Great British Bake Off hosts Mel Giedroyc (left) and Sue Perkins (right) with judges Paul Hollywood (center left) and Mary Berry (center right). (PBS)
By any standard logic of entertainment, nobody should enjoy The Great British Bake Off. There is no fighting, no cursing, no backstabbing. The contestants seem to genuinely like each other. The B-roll footage between segments features extended shots of assorted flora and fauna. In short, the show is exactly what the title says it is: a bunch of ordinary Brits standing around their ovens trying to bake. Yet, somehow, this is a recipe for extraordinary television, even for the American appetite.
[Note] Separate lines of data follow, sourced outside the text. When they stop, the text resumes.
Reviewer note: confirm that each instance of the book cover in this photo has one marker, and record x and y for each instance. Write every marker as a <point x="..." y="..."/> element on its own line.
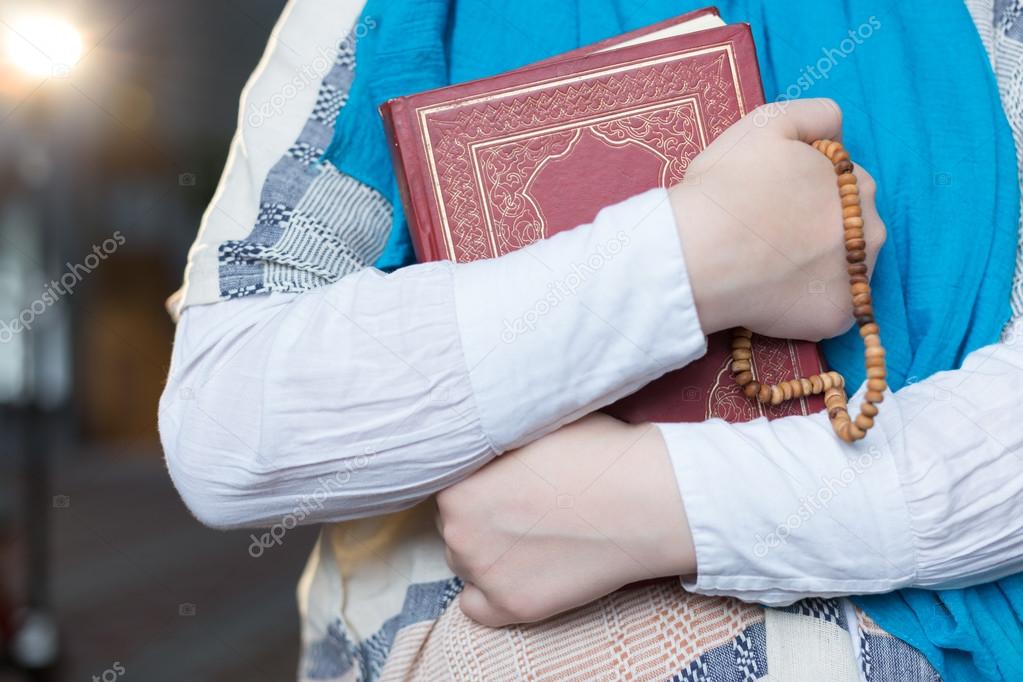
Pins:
<point x="490" y="166"/>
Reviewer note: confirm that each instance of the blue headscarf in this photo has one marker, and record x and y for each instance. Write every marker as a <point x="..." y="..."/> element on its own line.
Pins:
<point x="922" y="115"/>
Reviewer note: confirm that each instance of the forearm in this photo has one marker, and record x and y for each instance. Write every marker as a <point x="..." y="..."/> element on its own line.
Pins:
<point x="933" y="499"/>
<point x="369" y="395"/>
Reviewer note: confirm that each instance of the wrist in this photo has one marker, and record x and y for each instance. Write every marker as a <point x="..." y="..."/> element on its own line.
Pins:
<point x="658" y="530"/>
<point x="707" y="260"/>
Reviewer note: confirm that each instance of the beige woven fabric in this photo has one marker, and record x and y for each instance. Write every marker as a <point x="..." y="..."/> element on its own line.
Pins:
<point x="645" y="632"/>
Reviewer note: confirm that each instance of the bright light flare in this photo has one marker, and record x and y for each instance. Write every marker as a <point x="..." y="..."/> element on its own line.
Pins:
<point x="43" y="46"/>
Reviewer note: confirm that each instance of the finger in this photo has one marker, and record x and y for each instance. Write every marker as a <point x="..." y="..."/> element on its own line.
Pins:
<point x="810" y="120"/>
<point x="475" y="605"/>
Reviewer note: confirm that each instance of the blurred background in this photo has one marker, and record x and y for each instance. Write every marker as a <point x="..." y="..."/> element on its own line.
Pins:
<point x="116" y="118"/>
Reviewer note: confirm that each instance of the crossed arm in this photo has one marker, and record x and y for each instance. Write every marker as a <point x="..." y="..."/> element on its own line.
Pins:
<point x="377" y="392"/>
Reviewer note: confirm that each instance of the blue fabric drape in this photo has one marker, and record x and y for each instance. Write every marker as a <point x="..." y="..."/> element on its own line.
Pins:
<point x="922" y="115"/>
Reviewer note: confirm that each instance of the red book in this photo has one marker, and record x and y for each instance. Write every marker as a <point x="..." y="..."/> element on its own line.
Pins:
<point x="490" y="166"/>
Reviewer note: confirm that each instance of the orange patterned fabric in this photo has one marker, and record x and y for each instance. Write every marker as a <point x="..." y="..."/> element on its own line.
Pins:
<point x="646" y="632"/>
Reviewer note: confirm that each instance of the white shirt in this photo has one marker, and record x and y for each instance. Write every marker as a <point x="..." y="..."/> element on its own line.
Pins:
<point x="377" y="391"/>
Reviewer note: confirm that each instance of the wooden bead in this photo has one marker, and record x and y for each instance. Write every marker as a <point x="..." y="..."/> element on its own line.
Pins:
<point x="834" y="397"/>
<point x="831" y="383"/>
<point x="857" y="256"/>
<point x="863" y="311"/>
<point x="797" y="388"/>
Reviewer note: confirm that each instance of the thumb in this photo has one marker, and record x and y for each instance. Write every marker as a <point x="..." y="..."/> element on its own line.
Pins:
<point x="805" y="120"/>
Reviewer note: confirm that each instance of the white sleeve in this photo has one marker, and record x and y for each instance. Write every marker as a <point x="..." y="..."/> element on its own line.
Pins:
<point x="368" y="395"/>
<point x="933" y="497"/>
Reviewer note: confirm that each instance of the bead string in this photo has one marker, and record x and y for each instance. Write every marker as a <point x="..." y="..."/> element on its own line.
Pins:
<point x="832" y="384"/>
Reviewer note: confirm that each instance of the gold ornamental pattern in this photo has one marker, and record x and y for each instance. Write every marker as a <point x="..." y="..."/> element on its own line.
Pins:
<point x="671" y="104"/>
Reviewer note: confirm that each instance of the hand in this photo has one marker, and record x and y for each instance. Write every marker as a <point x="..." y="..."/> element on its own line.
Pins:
<point x="760" y="223"/>
<point x="565" y="520"/>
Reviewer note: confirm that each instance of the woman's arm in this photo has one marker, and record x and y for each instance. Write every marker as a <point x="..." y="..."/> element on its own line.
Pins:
<point x="370" y="394"/>
<point x="774" y="511"/>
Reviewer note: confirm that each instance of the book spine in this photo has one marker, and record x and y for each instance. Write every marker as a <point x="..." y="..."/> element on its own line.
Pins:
<point x="402" y="135"/>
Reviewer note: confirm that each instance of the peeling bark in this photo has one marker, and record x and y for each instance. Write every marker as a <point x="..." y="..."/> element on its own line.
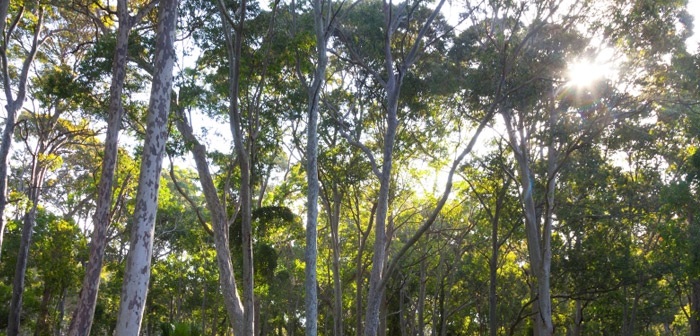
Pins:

Plenty of critics have tried to parse the surprising allure of The Great British Bake Off — or, as it’s known in the United States, The Great British Baking Show, because the company Pillsbury somehow trademarked the word “bake-off.” (In America, even the cutest of doughboys are ruthless capitalists.) Many have suggested the show is popular because it provides a refuge from the mess of contemporary life: it offers “delight, distraction, and a dash of happiness” amid a nightmarish political and economic landscape. It is, they argue, “a panacea for wounded British souls in recent years — a reminder that, no matter how bad things get, the fabric of the nation is built upon cups of tea and feather-light sponges.”
I think the opposite is true: the Bake Off is quietly radical. I know this might sound ridiculous, but hear me out. Underneath the heaps of flour and steady stream of baking puns is a challenge to the assumptions we often make about competition, incentives, and power in the contemporary world order. The Bake Off is not a smooth buttercream frosting lubricating the ravages of modern capitalism, but a reproach to its very premises. It offers a vision of creativity, ambition, and hard work that holds up the beauty of individual flourishing without extolling ruthless, interpersonal competition.